When Mom was getting ready to leave her condo and move in with us one of her biggest concerns was her precious tea pot collection. A nice cup of tea was an essential part of my mother’s life—always with a good tea pot and a beautiful china cup and saucer. On her trips home to to Ireland she often traveled back to Michigan with a new teapot. The pots were usually gifts, a family heirloom from an ancient auntie. Mom’s preferred mode of transport was to carry it on her lap, wrapped in a linen tea towel. She had a lovely collection of Waterford Crystal and a few nice pieces of jewelry, but it was her teapot collection that was most dear.
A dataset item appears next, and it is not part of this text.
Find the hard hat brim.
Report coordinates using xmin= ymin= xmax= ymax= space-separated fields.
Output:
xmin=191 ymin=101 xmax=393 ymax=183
To ease her transition to our home, my husband Jim offered to build a special shelf circling our dining room. This beautiful shelf was a perfect showcase for her porcelain stash—they were safe and visible and she could admire them everyday. Some of the pots belonged to her mother and are now well over 100 years old. A cup of tea was a ritual that my mother enjoyed right up to her final days. After a long hard day of shopping as soon as we turned onto our road my mother would exclaim “I could murder a cup of tea!” She found almost all restaurant tea to be unacceptable – they typically served luke warm (never boiling) water, a tea bag in a paper envelope and a jug of half and half (a cardinal sin – milk only, never cream). She would always drink coffee when we were out rather than go through the blasphemy of restaurant tea.
So on this chilly fall afternoon I got my stepladder out and took each teapot from its perch, ever so gently. I washed and dried and placed them back in their spots of honor. I thought I had dried them well but when I carried the last one up the ladder I saw a glistening drop on the lid. I wiped my eyes and made myself a really decent cup of tea.